Maka dari kesimpulan ini diketahui bahwa karakteristik tanaman sawit di dataran tinggi tidak lebih baik daripada di dataran rendah.

Jika produktivitas sawit pada lahan miring tidak lebih baik dibandingkan lahan datar dan jika karakteristik sawit di dataran tinggi tidak lebih baik dibandingkan di dataran rendah, maka dapat dibayangkan bahwa melakukan aktivitas perkebunan sawit skala besar di Dusun Kulik Sialang dan Desa Muara Dua sebenarnya tidak akan mendapatkan keuntungan yang lebih tinggi dibandingkan dengan melakukan aktivitas perkebunan di daerah lainnya yang memiliki lahan datar. Jika demikian, seharusnya “keuntungan besar” bukanlah menjadi alasan untuk membuka praktik aktivitas perkebunan skala besar di dusun tersebut.

Dari hasil penelitian mengungkap struktur tanah pada sawit adalah gersang karena tanaman yang banyak membutuhkan air untuk kebutuhan hidupnya yang mencapai 10 L/hari, dari itu bisa kita pastikan banyaknya air yang diserap tanaman sawit menyebabkan tanah kering. Sedangkan, struktur tanah pada lahan kopi terdiri dari sifat fisik dan sifat kimia tanah. Sifat fisik berkaitan dengan unsur hara dan dilihat dari hasil analisis 16 unsur tingkat keasaman pH nya sangat masam sedangkan yang dikehendaki tanaman kopi robusta 4,5-6,5 sedangkan kopi arabika adalah pH 5,5-6,7 (netral), perlu juga diberi pupuk urea/. Kopi memerlukan kegemburan tanah yang dipengaruhi oleh kadar lengas/ ketersediaan air tanah, pabila KL yang cukup sehingga keadaan nya lembab dan sejuk, tapi kadar air yang tersedia lebih sedikit dari hutan karna tanah kopi telah melalui proses pengolahan dan penanaman. (Indri Puspika, dkk. Analisis Perubahan Struktur Tanah Dari Lahan Kopi Menjadi Lahan Sawit Di Desa Sukarami Kecamatan Lintang Kanan. Jurnal Georaflesia, Vol : 1, No : 1, Juni 2016)

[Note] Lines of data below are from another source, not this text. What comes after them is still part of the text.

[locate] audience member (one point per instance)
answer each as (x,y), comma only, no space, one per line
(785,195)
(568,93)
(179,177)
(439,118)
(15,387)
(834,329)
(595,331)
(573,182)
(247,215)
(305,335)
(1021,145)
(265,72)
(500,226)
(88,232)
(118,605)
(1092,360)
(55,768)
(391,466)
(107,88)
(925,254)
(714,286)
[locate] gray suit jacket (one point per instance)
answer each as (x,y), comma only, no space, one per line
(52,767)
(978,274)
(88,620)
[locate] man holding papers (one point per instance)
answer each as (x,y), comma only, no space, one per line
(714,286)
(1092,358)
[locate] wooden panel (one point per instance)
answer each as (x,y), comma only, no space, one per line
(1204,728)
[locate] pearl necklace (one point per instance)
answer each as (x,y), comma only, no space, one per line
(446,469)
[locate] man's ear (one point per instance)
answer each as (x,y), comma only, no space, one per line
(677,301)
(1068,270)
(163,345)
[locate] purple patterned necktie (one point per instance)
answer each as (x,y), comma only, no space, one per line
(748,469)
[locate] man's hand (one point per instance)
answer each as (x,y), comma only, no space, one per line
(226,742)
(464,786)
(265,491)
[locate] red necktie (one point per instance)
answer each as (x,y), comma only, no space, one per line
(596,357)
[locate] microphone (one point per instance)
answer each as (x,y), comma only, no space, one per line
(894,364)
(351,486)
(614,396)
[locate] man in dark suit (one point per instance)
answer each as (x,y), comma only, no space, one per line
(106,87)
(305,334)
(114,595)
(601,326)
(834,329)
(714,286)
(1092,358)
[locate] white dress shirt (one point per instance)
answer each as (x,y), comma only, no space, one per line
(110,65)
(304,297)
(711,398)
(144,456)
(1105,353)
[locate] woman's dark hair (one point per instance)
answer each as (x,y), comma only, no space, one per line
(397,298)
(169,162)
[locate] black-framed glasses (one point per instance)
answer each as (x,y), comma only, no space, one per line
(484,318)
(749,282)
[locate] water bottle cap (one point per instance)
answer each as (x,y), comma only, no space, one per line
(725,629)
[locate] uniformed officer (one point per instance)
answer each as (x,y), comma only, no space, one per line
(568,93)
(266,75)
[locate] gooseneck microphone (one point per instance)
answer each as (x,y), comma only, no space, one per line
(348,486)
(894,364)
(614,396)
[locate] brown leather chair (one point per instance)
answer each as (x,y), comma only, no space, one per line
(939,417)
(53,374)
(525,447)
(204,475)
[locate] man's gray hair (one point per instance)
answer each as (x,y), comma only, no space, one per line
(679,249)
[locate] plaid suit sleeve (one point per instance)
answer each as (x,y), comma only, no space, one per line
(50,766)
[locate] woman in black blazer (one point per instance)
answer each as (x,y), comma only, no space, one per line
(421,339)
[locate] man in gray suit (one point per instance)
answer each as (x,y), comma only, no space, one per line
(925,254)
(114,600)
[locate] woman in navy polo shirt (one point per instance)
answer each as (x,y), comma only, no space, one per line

Berdasarkan informasi ini kita mengetahui bahwa, tanah yang ditanami kopi adalah tanah lembab dan tanah yang ditanami sawit adalah tanah gersang. Sehingga berdasarkan penjelasan diatas, dapat pula kita ketahui bahwa tanah Dusun Kulik Sialang, Desa Muara Dua tempat masyarakat bertani kopi  merupakan tanah lembab yang terancam gersang karena ditanami sawit skala besar oleh PT. Ciptamas Bumi Selaras.

Sementara itu, diketahui ketika Kelompok Perempuan Pelestari Bukit Kayangan melakukan telusur ruang hidup beberapa bulan yang lalu bahwa mereka menemukan Batu bara di wilayah Rumbai Abu di Dusun Kulik Sialang tepat di perkebunan warga. Sedangkan pada wilayah Bukit Kayangan tempat sumber air kampung tersebut terkandung mineral pasir besi. Informasi ini diketahui dari kepala dusun yang pernah di datangi oleh pihak perusahaan yang sedang melakukan penelitian pada wilayah tersebut dengan tujuan bernegosiasi terkait pasir besi. Sementara itu, kepala Desa Muara Dua menginformasikan bahwa desa mereka adalah wilayah yang mengandung emas. Beberapa kali saja dia menemukan batu yang merngandung emas di sekitar desanya. Berdasarkan informasi ini maka dapat kita ketahui bahwa Dusun Kulik Sialang, Desa Muara Dua di Kecamatan Nassal ini terkandung batu bara, pasir besi dan emas.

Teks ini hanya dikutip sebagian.